Chatbots are great for navigating complex domain-specific languages and APIs, especially if you rarely interact with these interfaces. This use case surfaced quickly with ChatGPT, which proved to be excellent at writing and explaining regular expressions.

But my favorite example of this use case is writing FFmpeg incantations.

For the unfamiliar, FFmpeg is a command-line tool for converting video and audio files. It is ridiculously powerful and ridiculously complex. Most people I know use Google as the primary interface for FFmpeg: search for the job to be done, copy-and-paste the command. This pattern quickly migrated to ChatGPT and Claude, which proved excellent at FFmpeg incantations.

But it can get even easier…

Recently, Simon Willison added an “extraction” feature to his llm utility, enabling us to return only the code from our LLM response, with none of the preamble. The tool looks for the first instance of Markdown-fenced code and returns only that block.

Armed with this feature, we can write a simple shell script to streamline this workflow:

#!/usr/bin/env zsh

# Check for if the user wants to execute the command
flag_x=false
for arg in "$@"; do
    if [[ "$arg" == "-x" ]]; then
        flag_x=true
        break
    fi
done

# Hit the model and get the ffmpeg command
output=$(llm "$1" \
    --system "You are an expert at writing commands for ffmpeg. You will be given prompts describing what the user wants to do with ffmpeg. to the best of your abilities, translate these plain language descriptions into a single one-liner that calls ffmpeg, with all the appropriate flags and input/output specifications. Do not use the variable 'total_frames' in any select statement.
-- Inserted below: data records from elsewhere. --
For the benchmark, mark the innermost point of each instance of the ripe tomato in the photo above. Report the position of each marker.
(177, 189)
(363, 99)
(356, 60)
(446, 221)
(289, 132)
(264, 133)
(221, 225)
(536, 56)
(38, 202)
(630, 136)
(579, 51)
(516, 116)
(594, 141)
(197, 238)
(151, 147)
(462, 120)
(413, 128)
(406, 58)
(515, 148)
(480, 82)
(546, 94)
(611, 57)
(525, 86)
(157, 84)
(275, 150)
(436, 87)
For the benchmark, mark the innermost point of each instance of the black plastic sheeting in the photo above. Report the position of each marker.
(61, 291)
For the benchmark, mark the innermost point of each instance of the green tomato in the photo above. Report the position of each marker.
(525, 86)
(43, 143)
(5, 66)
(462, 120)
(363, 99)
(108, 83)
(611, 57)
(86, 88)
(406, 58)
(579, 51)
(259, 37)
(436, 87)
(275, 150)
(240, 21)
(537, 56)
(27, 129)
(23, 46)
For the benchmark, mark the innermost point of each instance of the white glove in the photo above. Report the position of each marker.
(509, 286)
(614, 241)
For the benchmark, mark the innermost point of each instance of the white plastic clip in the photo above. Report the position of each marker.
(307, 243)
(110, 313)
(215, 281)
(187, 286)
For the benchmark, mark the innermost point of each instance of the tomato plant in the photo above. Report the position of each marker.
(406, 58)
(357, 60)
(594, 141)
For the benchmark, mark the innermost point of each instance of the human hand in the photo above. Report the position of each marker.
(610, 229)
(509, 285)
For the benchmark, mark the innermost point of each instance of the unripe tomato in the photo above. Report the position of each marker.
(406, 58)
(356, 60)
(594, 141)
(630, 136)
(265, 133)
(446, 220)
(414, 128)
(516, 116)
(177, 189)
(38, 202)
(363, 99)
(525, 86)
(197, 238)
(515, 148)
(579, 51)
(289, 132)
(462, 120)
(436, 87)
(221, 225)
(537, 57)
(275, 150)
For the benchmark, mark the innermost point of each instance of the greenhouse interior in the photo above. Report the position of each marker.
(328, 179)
Ensure the command is wrapped as a code block." \
    --extract)

# Print or execute the command
if [[ "$flag_x" == true ]]; then
    echo "$output"
    eval "$output"
else
    echo "$output"
fi

Stashing this script in my path as ffmsay, I can now run ffmsay -x 'Do things to video example.mp4'. The -x flag tells the script to not only print, but execute the command.

And it works great! Testing it on a random YouTube video I downloaded, here’s some tasks I ran:

“Extract the audio from the sample.mp4 video and save it as a stereo mp3 with lossless compression.”

This yielded: ffmpeg -i sample.mp4 -vn -acodec libmp3lame -b:a 320k -ac 2 sample.mp3

“Convert the video sample.mp4 into a video the size of a postage stamp in black and white color.”

Yielding: ffmpeg -i sample.mp4 -vf "scale=50:50,format=gray" -sws_flags lanczos output.mp4

“Extract 9 random keyframes, as a grid in a single image named grid.png, from the video sample.mp4.”

Yielding: ffmpeg -i sample.mp4 -vf "select='eq(pict_type,I)',scale=320:180,tile=3x3" -frames:v 9 grid.png

This threw a complaint about the output filename not having a numeric variable, but did the job perfectly:

“Render a random snippet 2 seconds long from sample.mp4 as an animated GIF. Adjust the settings for a lightweight website GIF.”

This yielded the most complex call yet: ffmpeg -i sample.mp4 -t 2 -ss $(ffprobe -v error -show_entries format=duration -of default=noprint_wrappers=1:nokey=1 sample.mp4 | awk -v seed=$RANDOM 'BEGIN{srand(seed)} {print rand()*($1-2)}') -vf "fps=10,scale=320:-1:flags=lanczos,split[s0][s1];[s0]palettegen[p];[s1][p]paletteuse" -f gif output.gif

And worked perfectly!

Interfacing with rarely used, complex interfaces is a perfect LLM use case. Previously, API and UX designers have had to simplify interfaces for powerful tools to produce reasonable surface areas for casual users. But with LLMs we can expose all the complexity with few of the downsides.

This FFmpeg example, is one we can handle out-of-the-box with little precision prompting. For newer, or less commonly used interfaces, simple system prompting and/or a bit of fine-tuning can yield similar results.